Dr. Stephen F. Uhl is a former Roman Catholic priest whose personal journey from theism to atheism is truly inspiring. Now a retired psychologist, he is podcasting his message of guilt-free, positive atheism in a serialized audio book. “No Gods, No Guilt” is a free weekly internet audio program featuring his reading. Each week, Dr. Uhl reads an installment of his memoir which follows his personal transformation from a devout priest to and atheist psychologist. The podcast is an audio version of his book, Imagine No Superstition: The Power to Enjoy Life With No Guilt, No Shame, No Blame (now published as Out Of God’s Closet: This Priest Psychologist Chooses Friendly Atheism). The books include “Ten Commandments for the Twenty-First Century” which “… can be posted, taught, and observed anywhere without violating conscience or Constitution”.
Dr. James D. Watson, a molecular biologist, is best known as co-discoverers of the structure of DNA with Francis Crick in 1953. Watson, Crick, and Maurice Wilkins were awarded the 1962 Nobel Prize in Physiology or Medicine for this breakthrough work. Dr. Watson studied at the University of Chicago and Indiana University and subsequently worked at the University of Cambridge's Cavendish Laboratory in England. In 1956, he became a member of Harvard University's Biological Laboratories promoting research in molecular biology. He also served as director of Cold Spring Harbor Laboratory. There he shifted his research emphasis to the study of cancer. In 1994, he became its president and subsequently its chancellor until 2007. Between 1988 and 1992, he was associated with the National Institutes of Health, helping to establish the Human Genome Project. Dr. Watson has written many books including the seminal textbook The Molecular Biology of the Gene and The Double Helix about the DNA structure discovery.

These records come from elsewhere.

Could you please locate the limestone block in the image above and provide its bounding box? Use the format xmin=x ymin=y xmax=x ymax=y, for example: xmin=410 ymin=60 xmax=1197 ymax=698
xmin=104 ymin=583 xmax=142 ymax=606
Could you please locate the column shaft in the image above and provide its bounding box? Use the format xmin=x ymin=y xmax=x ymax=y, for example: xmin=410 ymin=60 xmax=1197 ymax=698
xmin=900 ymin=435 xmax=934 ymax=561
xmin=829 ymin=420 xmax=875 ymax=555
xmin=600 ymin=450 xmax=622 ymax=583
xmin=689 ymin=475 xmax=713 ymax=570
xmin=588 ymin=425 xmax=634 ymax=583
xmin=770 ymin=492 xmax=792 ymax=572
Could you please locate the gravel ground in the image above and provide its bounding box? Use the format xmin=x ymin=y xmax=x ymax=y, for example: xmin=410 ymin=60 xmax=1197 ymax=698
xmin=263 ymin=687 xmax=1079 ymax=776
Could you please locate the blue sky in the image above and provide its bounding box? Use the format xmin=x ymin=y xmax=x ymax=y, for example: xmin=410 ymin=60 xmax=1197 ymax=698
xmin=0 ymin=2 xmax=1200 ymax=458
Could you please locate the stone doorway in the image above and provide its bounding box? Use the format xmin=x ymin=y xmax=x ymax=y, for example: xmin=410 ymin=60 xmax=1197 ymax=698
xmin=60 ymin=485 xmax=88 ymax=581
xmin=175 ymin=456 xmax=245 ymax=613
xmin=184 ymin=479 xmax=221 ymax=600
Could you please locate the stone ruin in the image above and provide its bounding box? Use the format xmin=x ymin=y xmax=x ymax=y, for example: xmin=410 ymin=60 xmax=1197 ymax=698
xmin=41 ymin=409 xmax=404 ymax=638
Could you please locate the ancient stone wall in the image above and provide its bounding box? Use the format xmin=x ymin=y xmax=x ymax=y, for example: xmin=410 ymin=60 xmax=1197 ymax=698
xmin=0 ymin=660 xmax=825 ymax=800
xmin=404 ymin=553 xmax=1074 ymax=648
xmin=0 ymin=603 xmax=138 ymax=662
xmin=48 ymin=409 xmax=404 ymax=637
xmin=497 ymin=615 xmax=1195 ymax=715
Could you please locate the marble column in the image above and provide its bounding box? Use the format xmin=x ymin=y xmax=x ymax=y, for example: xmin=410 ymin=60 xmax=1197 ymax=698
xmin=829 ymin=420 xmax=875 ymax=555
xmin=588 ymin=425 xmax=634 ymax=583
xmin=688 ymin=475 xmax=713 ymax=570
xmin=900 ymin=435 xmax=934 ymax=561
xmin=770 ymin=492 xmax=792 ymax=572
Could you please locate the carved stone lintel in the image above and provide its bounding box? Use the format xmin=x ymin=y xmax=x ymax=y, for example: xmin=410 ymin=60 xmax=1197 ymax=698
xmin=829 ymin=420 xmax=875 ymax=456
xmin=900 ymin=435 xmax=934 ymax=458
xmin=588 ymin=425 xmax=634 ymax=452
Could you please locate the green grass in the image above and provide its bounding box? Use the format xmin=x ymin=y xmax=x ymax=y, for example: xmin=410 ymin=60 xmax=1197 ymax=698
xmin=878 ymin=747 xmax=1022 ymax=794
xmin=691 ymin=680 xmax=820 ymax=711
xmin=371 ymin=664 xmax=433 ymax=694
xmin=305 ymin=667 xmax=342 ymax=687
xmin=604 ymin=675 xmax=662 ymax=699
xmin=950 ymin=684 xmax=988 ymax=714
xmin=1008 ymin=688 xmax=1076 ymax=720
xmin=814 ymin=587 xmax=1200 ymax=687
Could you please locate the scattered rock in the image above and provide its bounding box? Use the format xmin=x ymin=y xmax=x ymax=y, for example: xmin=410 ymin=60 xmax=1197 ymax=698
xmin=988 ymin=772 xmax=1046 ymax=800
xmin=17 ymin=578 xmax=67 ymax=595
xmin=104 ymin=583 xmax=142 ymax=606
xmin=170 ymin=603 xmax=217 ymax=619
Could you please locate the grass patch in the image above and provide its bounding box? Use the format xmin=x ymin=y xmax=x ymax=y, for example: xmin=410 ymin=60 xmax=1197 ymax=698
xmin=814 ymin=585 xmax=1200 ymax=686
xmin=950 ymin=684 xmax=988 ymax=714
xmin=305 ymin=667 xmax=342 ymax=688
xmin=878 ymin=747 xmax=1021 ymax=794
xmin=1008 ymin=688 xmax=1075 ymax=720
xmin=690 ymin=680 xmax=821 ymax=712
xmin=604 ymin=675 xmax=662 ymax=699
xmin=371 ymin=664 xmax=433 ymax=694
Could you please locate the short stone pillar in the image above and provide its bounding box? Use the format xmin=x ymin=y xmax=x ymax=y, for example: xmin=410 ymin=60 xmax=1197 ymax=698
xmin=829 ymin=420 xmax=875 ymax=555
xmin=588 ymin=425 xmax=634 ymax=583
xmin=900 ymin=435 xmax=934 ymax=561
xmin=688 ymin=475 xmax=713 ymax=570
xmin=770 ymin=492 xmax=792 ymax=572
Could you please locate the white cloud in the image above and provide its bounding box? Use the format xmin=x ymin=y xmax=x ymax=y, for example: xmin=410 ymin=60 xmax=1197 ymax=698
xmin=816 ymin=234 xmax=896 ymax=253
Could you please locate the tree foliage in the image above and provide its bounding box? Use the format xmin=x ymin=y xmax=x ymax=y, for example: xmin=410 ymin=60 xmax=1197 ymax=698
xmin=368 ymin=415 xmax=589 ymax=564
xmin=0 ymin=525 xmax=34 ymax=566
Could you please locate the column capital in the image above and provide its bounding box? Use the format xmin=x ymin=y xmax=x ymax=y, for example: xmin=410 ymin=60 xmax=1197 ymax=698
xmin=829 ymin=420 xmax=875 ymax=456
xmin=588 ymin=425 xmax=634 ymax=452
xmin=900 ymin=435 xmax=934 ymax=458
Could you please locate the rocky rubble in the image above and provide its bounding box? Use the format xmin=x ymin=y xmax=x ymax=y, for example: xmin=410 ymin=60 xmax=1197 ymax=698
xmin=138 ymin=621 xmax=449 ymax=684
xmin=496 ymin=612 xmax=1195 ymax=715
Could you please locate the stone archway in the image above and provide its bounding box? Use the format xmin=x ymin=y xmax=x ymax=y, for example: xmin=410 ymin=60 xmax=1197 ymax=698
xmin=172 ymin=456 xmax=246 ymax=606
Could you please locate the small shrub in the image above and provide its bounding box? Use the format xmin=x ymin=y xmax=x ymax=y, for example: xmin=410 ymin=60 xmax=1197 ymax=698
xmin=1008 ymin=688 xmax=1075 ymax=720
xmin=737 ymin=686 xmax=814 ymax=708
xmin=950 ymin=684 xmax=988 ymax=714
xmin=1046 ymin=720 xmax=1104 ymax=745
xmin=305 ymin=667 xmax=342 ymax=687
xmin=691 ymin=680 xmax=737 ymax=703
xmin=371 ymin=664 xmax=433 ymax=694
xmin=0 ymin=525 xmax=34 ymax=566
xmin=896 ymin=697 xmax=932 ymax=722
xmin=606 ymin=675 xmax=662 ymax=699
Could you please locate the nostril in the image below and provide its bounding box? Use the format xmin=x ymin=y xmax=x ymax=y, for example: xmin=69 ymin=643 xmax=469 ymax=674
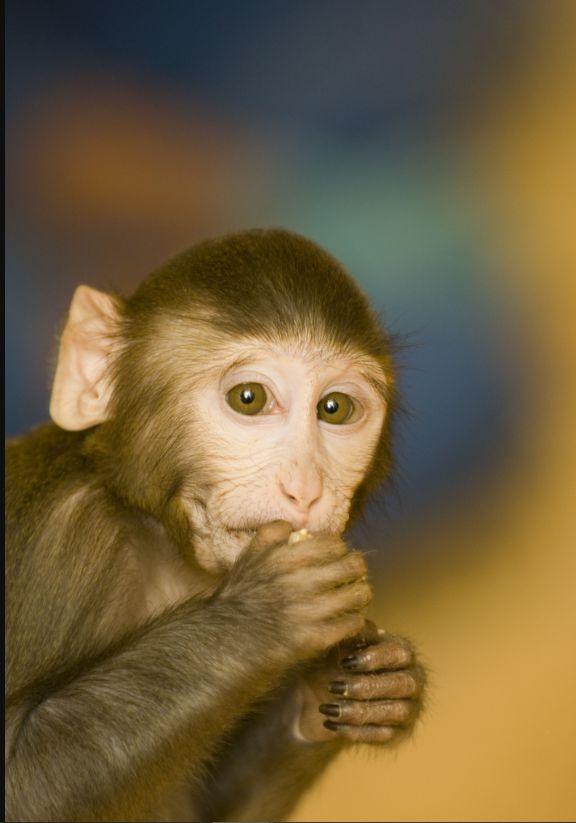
xmin=280 ymin=481 xmax=321 ymax=510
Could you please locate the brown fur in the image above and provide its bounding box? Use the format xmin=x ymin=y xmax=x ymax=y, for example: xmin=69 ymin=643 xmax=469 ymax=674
xmin=7 ymin=230 xmax=396 ymax=820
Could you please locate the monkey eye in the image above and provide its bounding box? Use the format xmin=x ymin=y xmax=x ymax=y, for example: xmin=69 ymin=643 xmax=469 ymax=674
xmin=226 ymin=383 xmax=268 ymax=415
xmin=316 ymin=392 xmax=359 ymax=426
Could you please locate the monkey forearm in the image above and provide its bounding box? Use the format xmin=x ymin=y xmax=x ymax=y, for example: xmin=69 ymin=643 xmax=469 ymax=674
xmin=199 ymin=684 xmax=345 ymax=821
xmin=7 ymin=599 xmax=290 ymax=820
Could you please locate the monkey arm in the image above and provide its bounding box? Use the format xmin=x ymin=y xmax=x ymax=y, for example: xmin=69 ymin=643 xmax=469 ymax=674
xmin=6 ymin=476 xmax=292 ymax=821
xmin=7 ymin=602 xmax=296 ymax=820
xmin=195 ymin=680 xmax=346 ymax=821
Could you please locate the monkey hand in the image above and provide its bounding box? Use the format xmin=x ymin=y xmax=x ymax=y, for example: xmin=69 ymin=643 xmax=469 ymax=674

Dr. Edward O. Wilson is a biologist, researcher, theorist, naturalist and author. His biological specialty is myrmecology, the study of ants. He is Pellegrino University Research Professor in Entomology for the Department of Organismic and Evolutionary Biology at Harvard and a Fellow of the Committee for Skeptical Inquiry. He is a Humanist Laureate of the International Academy of Humanism. A two-time winner of the Pulitzer Prize for general non-fiction, he is known for his career as a scientist, his advocacy for environmentalism, and his secular humanism. Wilson coined the phrase scientific humanism as "the only worldview compatible with science's growing knowledge of the real world and the laws of nature". His many honors include the U.S. National Medal of Science, the International Prize for Biology, the Carl Sagan Award for Public Understanding of Science, and the AHA’s 1999 Humanist of the Year.